Data are shown as the average of at least three separate experiments. The data were subject to Student's t test with significance p < .05. The n for each experiment is listed in the figure legends or Materials and Methods.

Results

Separation of Cells by Their Inherent Electrophysiological Properties

In order to test whether membrane electrophysiological properties are sufficient to define progenitors in the neural lineage we developed a microfluidic DEP-assisted cell sorting (DACS) device to isolate cells on the basis of their inherent properties [17]. Cells can be separated by choosing a DEP frequency at which one cell type experiences positive DEP (frequency higher than that cell's fxo) and the other negative DEP (frequency lower than that cell's fxo) (Supporting Information Fig.

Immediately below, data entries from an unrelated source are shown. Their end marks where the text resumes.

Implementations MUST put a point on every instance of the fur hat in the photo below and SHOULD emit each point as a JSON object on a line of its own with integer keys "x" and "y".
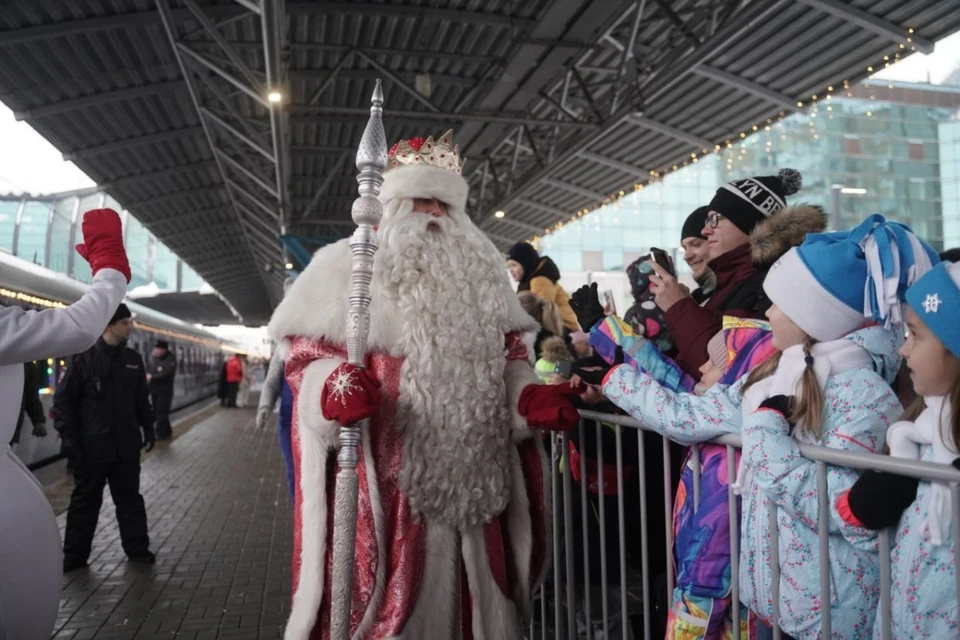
{"x": 783, "y": 230}
{"x": 746, "y": 202}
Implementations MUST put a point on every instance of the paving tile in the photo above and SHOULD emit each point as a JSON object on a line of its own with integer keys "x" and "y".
{"x": 221, "y": 525}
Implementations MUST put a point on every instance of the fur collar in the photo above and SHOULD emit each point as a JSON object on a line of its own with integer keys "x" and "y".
{"x": 783, "y": 230}
{"x": 316, "y": 305}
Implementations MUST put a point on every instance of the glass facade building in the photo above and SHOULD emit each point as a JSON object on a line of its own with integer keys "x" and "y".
{"x": 877, "y": 147}
{"x": 45, "y": 229}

S1). A heterogeneous cell population to be separated is loaded into the cell inlet of the DACS device, which has a series of microfluidic channels and DEP electrode arrays on the main channel floor (Fig. 1A). These electrode arrays are used to trap cells in positive DEP, while cells in negative DEP are removed. Pneumatic valves control the direction of fluid flow through the channels (Fig. 1A). Our system incorporates both DEP forces and hydrodynamic forces related to the fluid flow rate. Thus, positive DEP and cell trapping along the electrodes are dependent on inherent cellular properties (Cm and fxo) and the hydrodynamic force related to the fluid flow rate. We therefore define the threshold frequency (fth) as the frequency at which cells experience positive DEP in this system, and the fth reflects the combination of these two factors [17].

Figure 1.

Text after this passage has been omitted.